In an ideal world, we would want to address all such possible issues to ensure the complete durability of our system. Realistically, however, we must limit our analysis to a scope of limited failure. Mainly, we only want to consider the problems most likely to occur that will cause damage.
Battery Example
Must consider a model for failure that corresponds to reality and is simple:
- No battery
- Only failure to worry about: loss of power
Say we want to edit a file:
What if we lose power when attempting to edit the file and write to the disk sector?
In the event of a loss of power, a trap occurs telling processes to stop immediately.
Possibilities at this point:
1. The power supply has
a small amount of power remaining to finish task
2. Bad sector results
since task cannot finish
Under these assumptions, we can assume the data contents to follow this model:
Atomicity Solutions?
- More file space
- Never overwrite your only or last copy
- Keep many backups
Backups example
In a file system with backups, we write to F2 first then overwrite the old F1. Using markers, we can keep track of which file is currently being modified.
F2 = Y
Marker = F2
F1 = Y
Marker = F1
With markers:
Using this approach, we can assure atomicity by checking the file marker and ensuing status of each file. While this method works, we have to utilize too many write sectors
and might want a more efficient approach.
Time append example:
Alternatively, we can try appending the time stamp:
Using this approach, we write the data to the file and the nappend the current time.
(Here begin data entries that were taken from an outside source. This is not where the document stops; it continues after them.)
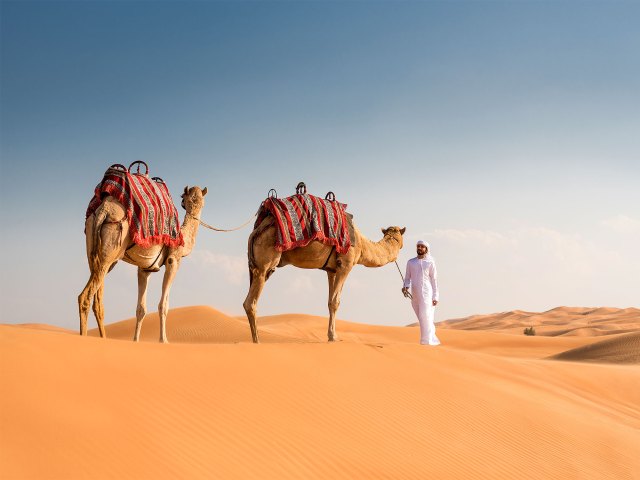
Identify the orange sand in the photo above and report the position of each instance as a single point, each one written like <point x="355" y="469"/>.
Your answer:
<point x="485" y="404"/>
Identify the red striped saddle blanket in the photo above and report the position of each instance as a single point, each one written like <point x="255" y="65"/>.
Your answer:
<point x="153" y="219"/>
<point x="303" y="218"/>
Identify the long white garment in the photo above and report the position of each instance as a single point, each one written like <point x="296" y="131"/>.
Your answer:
<point x="422" y="277"/>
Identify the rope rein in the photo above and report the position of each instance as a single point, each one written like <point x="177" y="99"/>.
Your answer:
<point x="206" y="225"/>
<point x="408" y="295"/>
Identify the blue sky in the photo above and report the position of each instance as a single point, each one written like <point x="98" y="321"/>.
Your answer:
<point x="505" y="133"/>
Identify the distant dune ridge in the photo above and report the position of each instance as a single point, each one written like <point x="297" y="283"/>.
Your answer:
<point x="488" y="403"/>
<point x="559" y="321"/>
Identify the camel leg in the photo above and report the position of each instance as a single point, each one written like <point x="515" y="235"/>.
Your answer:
<point x="96" y="280"/>
<point x="141" y="310"/>
<point x="170" y="269"/>
<point x="258" y="280"/>
<point x="335" y="291"/>
<point x="98" y="309"/>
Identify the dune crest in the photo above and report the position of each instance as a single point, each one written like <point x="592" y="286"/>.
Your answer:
<point x="559" y="321"/>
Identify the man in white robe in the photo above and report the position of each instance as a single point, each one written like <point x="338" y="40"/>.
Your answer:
<point x="421" y="277"/>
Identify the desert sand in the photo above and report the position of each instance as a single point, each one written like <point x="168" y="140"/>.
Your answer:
<point x="488" y="403"/>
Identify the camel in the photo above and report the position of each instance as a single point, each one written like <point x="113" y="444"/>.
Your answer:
<point x="264" y="259"/>
<point x="108" y="240"/>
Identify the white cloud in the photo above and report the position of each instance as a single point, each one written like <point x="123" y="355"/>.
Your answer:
<point x="622" y="224"/>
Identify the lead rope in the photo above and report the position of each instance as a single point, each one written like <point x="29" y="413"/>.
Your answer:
<point x="206" y="225"/>
<point x="408" y="295"/>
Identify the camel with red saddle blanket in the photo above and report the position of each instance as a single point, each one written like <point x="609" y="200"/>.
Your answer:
<point x="308" y="232"/>
<point x="132" y="218"/>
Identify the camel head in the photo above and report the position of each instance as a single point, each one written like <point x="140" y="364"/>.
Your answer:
<point x="394" y="234"/>
<point x="193" y="199"/>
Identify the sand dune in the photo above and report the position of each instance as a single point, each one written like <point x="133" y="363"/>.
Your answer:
<point x="621" y="349"/>
<point x="560" y="321"/>
<point x="485" y="404"/>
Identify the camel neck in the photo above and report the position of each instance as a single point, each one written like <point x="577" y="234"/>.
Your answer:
<point x="190" y="231"/>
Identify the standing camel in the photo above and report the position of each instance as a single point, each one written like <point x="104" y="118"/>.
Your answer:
<point x="264" y="259"/>
<point x="108" y="240"/>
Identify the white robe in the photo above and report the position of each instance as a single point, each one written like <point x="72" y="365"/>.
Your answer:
<point x="421" y="276"/>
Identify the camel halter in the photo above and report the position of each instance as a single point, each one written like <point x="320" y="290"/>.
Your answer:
<point x="206" y="225"/>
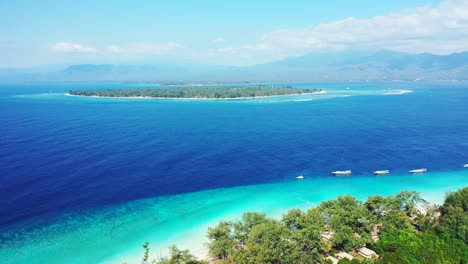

The only problem is that the current time value could be completely garbage or a wrong value from a bad write and the resulting value could be incorrect.
Classic Solution:
In the classic solution approach, we use three file copies for safety and complete atomicity with staggered writing to all 3 copies:
If a crash happens, we run this code:
if F1 = F2
return F1
else
return F3
Utilizing this code, should a crash happen before fully copying the data to all 3 files, the files can be successfully reverted to old or new data accordingly.
This approach requires 3 copies to be held on disk, however, and this can be a lot of memory space just to simply assure atomicity for one file on the file system.<
Lampson-Sturgis Assumptions:
1. Storage writes may
fail and can corrupt written or nearby sectors
2. Storage can decay
spontaneously
3. A later read can
detect the bad sector
4. Errors are
relatively rare
5. Repairs can be done
in time
Example: rename(“a”, “b”)
1. Read inode 357 into
memory
2. Read data block 52
into RAM
3. Change “a” to
“b” in RAM
4. Write data block out
to disk
5. Update inode time
stamp
6. Write inode to disk
(Doesn’t exactly follow Lance-Sturgis assumptions)
Say instead we wanted to rename file a to bb - rename("a", "bb"):
In this case, if we can't find directory memory in allocated space, we have to go find empty space to copy the entire directovery over.
Rename ("d/a", "e/a")
Actions:
Read inodes 357 and 362 as well as data blocks 52 and 1012 into RAM
Write link count 2
Write updated data block 1012
Write link count 1
Write updated data block 52
Write updated inode 362
Write updated inode 357
If we crash between writes to data blocks, link count will not be updated. In this case, files must be removed or dangling pointers will remain.
Invariants for file systems:
1. Every block in the file system is used for exactly one purpose
2. All referenced blocks are properly initialized with data appropriate for their type
3. All referenced data blocks are marked as used in bitmap
4. All unreferenced data blocks are marked as free in bitmap
Consequences for
violation of invariants:
1. Disaster
2. Disaster
3. Disaster
4. Memory leak